Nun celebrates Catholic wedding in Canada

Light of Truth

Cindy and David had their religious wedding on Saturday, July 22, celebrated by… a woman. The exceptional ceremony took place in a Catholic Church at Lorrainville, 650 km west of Montreal in Canada.

In the rural diocese of Rouyn-Norand in the Abitibi-Témiscamingue region, the lack of priests is such that the bishop called on the assistance of Sr Pierrette Thiffault of the Sisters of Providence.
Why Sr Pierrette?

“You need to ask my bishop,” she smiles, explaining that in this zone several priests are responsible for up to seven or eight different parishes each.

“I was happy and proud to be able to provide this service for my diocese,” she says.

Although rare, such an event is in fact authorized by canon law.

“Where there is a lack of priests and deacons, the diocesan bishop can delegate lay persons to assist at marriages, with the previous favourable vote of the conference of bishops and after he has obtained the permission of the Holy See,” says Canon 1112.

“A suitable lay person is to be selected, who is capable of giving instruction to those preparing to be married and able to perform the matrimonial liturgy properly.”

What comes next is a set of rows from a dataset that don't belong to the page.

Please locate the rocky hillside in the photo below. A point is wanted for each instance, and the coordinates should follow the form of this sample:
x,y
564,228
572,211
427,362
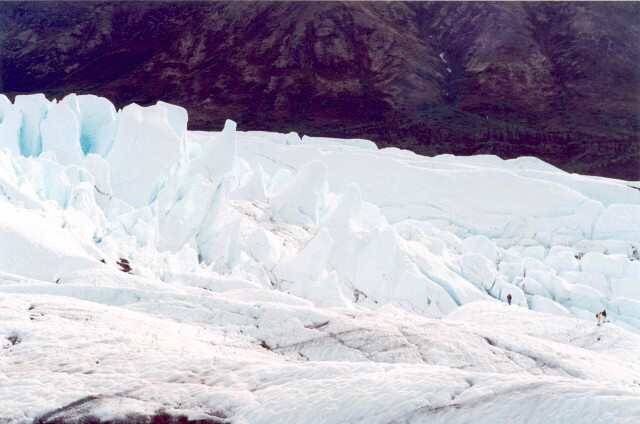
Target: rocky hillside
x,y
557,80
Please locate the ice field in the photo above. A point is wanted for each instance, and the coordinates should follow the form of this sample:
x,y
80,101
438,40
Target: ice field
x,y
279,278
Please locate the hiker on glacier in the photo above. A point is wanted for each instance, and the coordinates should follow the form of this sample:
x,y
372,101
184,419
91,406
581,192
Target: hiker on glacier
x,y
601,317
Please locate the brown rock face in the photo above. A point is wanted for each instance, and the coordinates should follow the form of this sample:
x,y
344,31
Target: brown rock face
x,y
557,80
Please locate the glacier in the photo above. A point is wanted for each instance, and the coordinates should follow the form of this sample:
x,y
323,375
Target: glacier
x,y
279,278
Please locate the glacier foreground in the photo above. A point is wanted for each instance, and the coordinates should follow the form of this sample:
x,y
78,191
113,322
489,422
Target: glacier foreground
x,y
252,277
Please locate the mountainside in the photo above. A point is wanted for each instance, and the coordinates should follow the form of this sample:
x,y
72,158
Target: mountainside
x,y
151,274
557,80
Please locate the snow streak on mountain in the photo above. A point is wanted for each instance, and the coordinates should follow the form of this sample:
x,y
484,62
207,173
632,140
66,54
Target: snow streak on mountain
x,y
150,272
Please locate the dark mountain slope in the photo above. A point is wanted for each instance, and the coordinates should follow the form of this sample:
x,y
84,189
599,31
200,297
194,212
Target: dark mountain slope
x,y
556,80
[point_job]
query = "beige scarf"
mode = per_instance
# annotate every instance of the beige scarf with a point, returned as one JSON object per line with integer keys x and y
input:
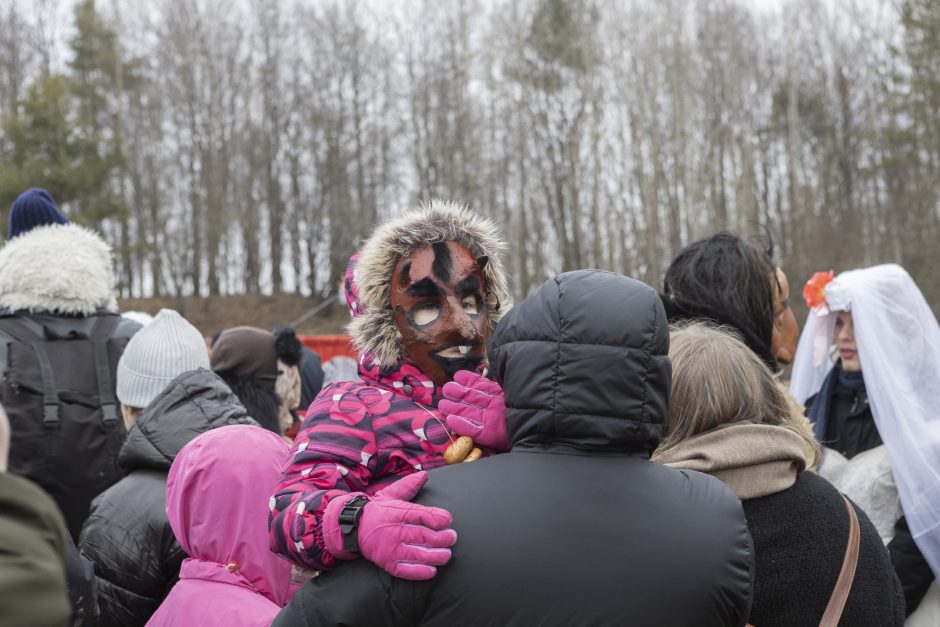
{"x": 752, "y": 460}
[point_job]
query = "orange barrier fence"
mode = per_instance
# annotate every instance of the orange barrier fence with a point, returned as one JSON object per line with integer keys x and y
{"x": 329, "y": 346}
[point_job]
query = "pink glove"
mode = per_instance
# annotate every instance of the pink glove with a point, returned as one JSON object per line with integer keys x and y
{"x": 406, "y": 539}
{"x": 474, "y": 406}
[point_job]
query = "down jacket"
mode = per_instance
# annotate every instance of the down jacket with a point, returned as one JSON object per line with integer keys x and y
{"x": 127, "y": 535}
{"x": 574, "y": 526}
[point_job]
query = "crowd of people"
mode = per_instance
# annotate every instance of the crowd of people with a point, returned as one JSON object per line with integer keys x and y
{"x": 601, "y": 452}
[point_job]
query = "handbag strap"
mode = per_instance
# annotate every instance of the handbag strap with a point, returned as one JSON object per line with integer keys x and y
{"x": 840, "y": 594}
{"x": 844, "y": 584}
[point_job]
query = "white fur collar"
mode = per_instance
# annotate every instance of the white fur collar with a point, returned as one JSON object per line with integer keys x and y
{"x": 61, "y": 268}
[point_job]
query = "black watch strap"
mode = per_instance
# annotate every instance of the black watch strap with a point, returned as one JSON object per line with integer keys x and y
{"x": 349, "y": 522}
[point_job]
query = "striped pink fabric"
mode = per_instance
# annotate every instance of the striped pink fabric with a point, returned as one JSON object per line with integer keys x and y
{"x": 356, "y": 437}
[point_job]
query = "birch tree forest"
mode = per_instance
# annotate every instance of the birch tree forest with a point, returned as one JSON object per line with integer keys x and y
{"x": 227, "y": 146}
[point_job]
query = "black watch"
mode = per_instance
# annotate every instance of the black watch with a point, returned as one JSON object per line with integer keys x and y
{"x": 349, "y": 522}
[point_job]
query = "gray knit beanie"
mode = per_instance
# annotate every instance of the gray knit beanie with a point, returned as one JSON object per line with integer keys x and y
{"x": 157, "y": 354}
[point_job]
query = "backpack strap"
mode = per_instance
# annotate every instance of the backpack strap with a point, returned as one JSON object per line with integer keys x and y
{"x": 31, "y": 333}
{"x": 100, "y": 333}
{"x": 50, "y": 394}
{"x": 846, "y": 575}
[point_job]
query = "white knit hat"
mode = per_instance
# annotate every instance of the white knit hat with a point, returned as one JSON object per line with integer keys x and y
{"x": 157, "y": 354}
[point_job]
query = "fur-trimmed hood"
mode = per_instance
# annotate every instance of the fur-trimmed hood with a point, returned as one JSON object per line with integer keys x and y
{"x": 58, "y": 269}
{"x": 374, "y": 330}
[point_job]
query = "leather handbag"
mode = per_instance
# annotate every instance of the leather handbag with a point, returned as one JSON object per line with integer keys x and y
{"x": 840, "y": 593}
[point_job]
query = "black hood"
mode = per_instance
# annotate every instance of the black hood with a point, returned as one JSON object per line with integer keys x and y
{"x": 583, "y": 363}
{"x": 192, "y": 403}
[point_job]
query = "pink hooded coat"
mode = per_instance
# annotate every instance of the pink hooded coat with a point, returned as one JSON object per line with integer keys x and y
{"x": 217, "y": 503}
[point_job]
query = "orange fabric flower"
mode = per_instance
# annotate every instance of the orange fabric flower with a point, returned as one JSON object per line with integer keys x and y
{"x": 814, "y": 292}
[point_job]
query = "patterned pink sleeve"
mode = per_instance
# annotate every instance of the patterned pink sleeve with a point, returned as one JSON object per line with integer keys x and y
{"x": 333, "y": 454}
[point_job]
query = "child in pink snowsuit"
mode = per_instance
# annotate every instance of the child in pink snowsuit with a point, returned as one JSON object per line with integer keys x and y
{"x": 425, "y": 293}
{"x": 216, "y": 500}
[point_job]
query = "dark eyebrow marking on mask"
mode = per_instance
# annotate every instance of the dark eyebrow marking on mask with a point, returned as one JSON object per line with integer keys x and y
{"x": 424, "y": 287}
{"x": 442, "y": 261}
{"x": 470, "y": 284}
{"x": 405, "y": 277}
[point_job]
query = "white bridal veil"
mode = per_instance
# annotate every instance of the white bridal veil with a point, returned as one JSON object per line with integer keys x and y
{"x": 898, "y": 343}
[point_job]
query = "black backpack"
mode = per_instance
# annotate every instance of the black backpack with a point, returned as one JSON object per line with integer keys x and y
{"x": 58, "y": 378}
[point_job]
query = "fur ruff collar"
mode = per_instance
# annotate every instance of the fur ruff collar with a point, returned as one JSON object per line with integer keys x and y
{"x": 374, "y": 331}
{"x": 58, "y": 269}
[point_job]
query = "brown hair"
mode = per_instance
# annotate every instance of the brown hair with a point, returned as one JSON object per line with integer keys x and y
{"x": 717, "y": 380}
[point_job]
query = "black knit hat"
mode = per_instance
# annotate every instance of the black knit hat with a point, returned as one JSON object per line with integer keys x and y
{"x": 33, "y": 208}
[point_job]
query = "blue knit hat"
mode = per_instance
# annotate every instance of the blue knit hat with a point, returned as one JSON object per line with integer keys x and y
{"x": 33, "y": 208}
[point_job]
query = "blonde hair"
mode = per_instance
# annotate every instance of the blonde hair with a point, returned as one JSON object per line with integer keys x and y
{"x": 717, "y": 380}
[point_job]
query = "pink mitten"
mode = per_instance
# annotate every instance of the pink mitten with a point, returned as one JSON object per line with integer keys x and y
{"x": 474, "y": 406}
{"x": 406, "y": 539}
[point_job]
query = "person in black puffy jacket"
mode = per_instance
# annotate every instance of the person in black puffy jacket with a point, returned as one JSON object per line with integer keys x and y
{"x": 730, "y": 419}
{"x": 168, "y": 397}
{"x": 574, "y": 525}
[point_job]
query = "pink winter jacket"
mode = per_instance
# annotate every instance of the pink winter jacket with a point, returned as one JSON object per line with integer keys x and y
{"x": 217, "y": 503}
{"x": 358, "y": 436}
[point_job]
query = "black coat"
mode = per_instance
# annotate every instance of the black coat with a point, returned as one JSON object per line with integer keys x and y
{"x": 851, "y": 429}
{"x": 575, "y": 525}
{"x": 800, "y": 536}
{"x": 127, "y": 534}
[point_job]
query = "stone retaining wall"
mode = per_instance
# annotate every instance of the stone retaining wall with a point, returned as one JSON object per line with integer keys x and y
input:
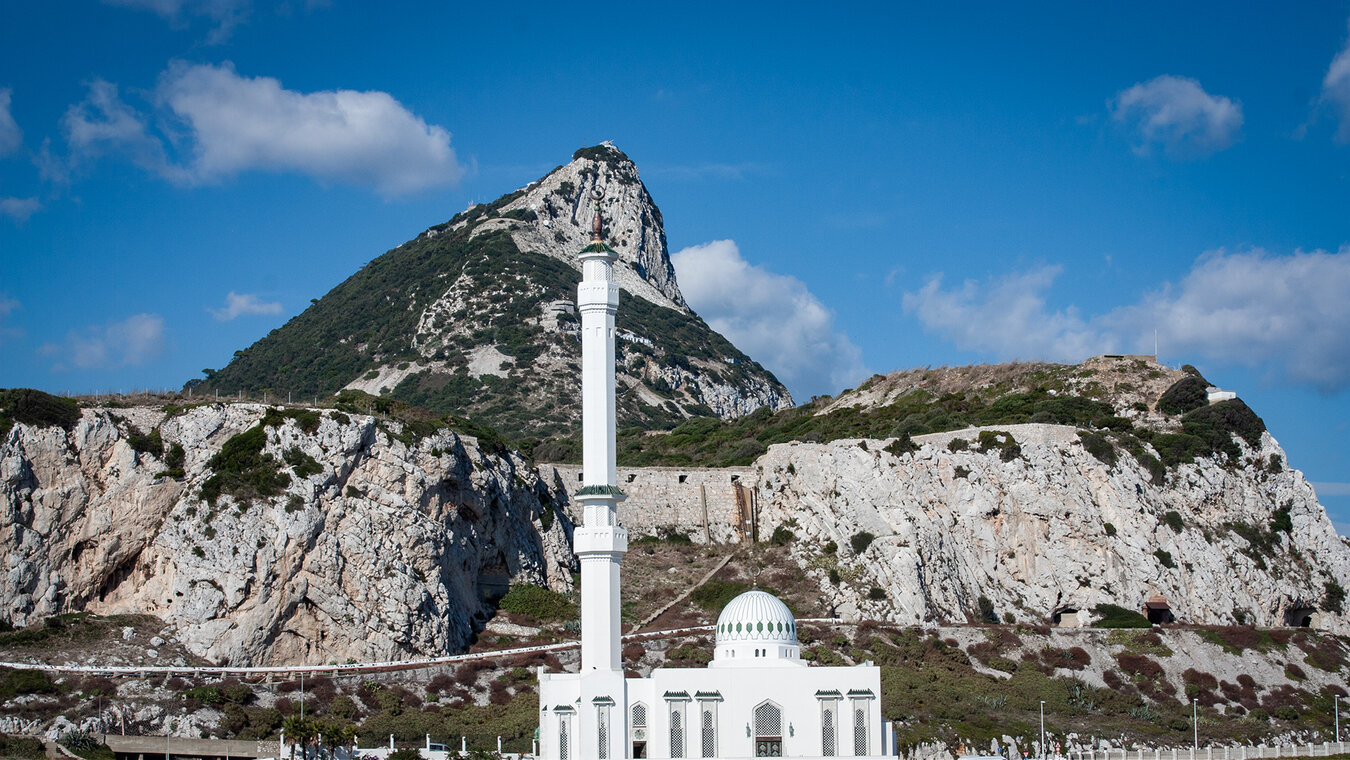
{"x": 674, "y": 498}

Hence, on May 23, Sr Pierrette received the necessary mandate in the form of an authorization from Rome after her name was proposed by the Congregation of Divine Worship and for the Discipline of Sacraments.

A member of the Sisters of Providence the past 55 years, Sr Pierrette is a pastoral worker in the parish of Moffett, which neighbours Lorrainville, where the wedding took place on July 22.
In fact, it was as a catechist that she came to know David, the husband when he was a high school student.